Tuesday, December 24, 2013

Functions as Objects

How are functions treated in Scala?
Are functions objects in Scala?

Functions values are treated as objects in Scala.
Any function definition of type A => B is equivalent to type Function1[A,B] and this can be expanded with below definition

trait Function1[A,B]{
   def apply(x: A): B
}

So such traits actually supported by Scala. Function1, Function2,... Function21 in scala package. With such support Scala does support Function definition with 22 parameters.

Anonymous Functions

Expanding the above conversation to see how Anonymous Functions are supported.
For example:

(x: Int) => x * x

when expanded per the above definition below is the structure:

new Function1[Int,Int]{
  def apply(x: Int): Int = x * x  
}

The above definition suggest similar to anonymous class structure provided by Java.

Function Calls

Above discussion provides an understanding of function definition treatment in Scala, but how about function calls. Funtion calls maps to apply method as describe in the structure above.

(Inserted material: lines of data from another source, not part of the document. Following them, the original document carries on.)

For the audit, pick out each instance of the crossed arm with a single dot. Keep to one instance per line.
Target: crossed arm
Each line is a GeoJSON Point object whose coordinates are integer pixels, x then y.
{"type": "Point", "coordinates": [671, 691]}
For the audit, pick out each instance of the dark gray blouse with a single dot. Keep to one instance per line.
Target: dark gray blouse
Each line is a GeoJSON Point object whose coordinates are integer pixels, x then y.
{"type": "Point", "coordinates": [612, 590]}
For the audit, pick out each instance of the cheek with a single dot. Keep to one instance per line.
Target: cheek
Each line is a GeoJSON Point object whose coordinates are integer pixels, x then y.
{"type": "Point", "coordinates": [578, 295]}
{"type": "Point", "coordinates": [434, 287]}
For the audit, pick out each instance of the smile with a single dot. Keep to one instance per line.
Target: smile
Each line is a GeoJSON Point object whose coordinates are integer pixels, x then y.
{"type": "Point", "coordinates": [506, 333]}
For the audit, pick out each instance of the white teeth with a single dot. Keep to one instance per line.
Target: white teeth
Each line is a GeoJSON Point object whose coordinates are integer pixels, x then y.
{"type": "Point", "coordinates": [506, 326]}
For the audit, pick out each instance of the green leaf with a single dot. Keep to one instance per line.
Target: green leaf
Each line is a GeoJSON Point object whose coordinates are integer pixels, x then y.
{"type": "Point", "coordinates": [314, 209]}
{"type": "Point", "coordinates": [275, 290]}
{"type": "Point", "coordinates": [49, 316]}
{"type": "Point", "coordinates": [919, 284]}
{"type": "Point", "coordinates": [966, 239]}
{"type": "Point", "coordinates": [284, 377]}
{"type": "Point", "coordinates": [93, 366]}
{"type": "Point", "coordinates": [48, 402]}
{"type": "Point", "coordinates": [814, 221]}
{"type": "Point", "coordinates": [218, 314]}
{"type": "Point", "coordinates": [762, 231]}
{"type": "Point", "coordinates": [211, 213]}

Lets expand this discussion in terms of below definition which declares an anonymous function and further a call is made to the function:

val f = (x:Int) => x*x
f(2)

val f = new Function1[Int,Int]{
  def apply(x: Int): Int = x * x  
}
f.apply(2)


def f(x: Int): Int = f(x)
out of this (x: Int) => f(x) is treated as anonymous function and expanded by Scala in a similar way discussed above. This translation of a name f is termed as 'eta - expansion' in lamda calculas.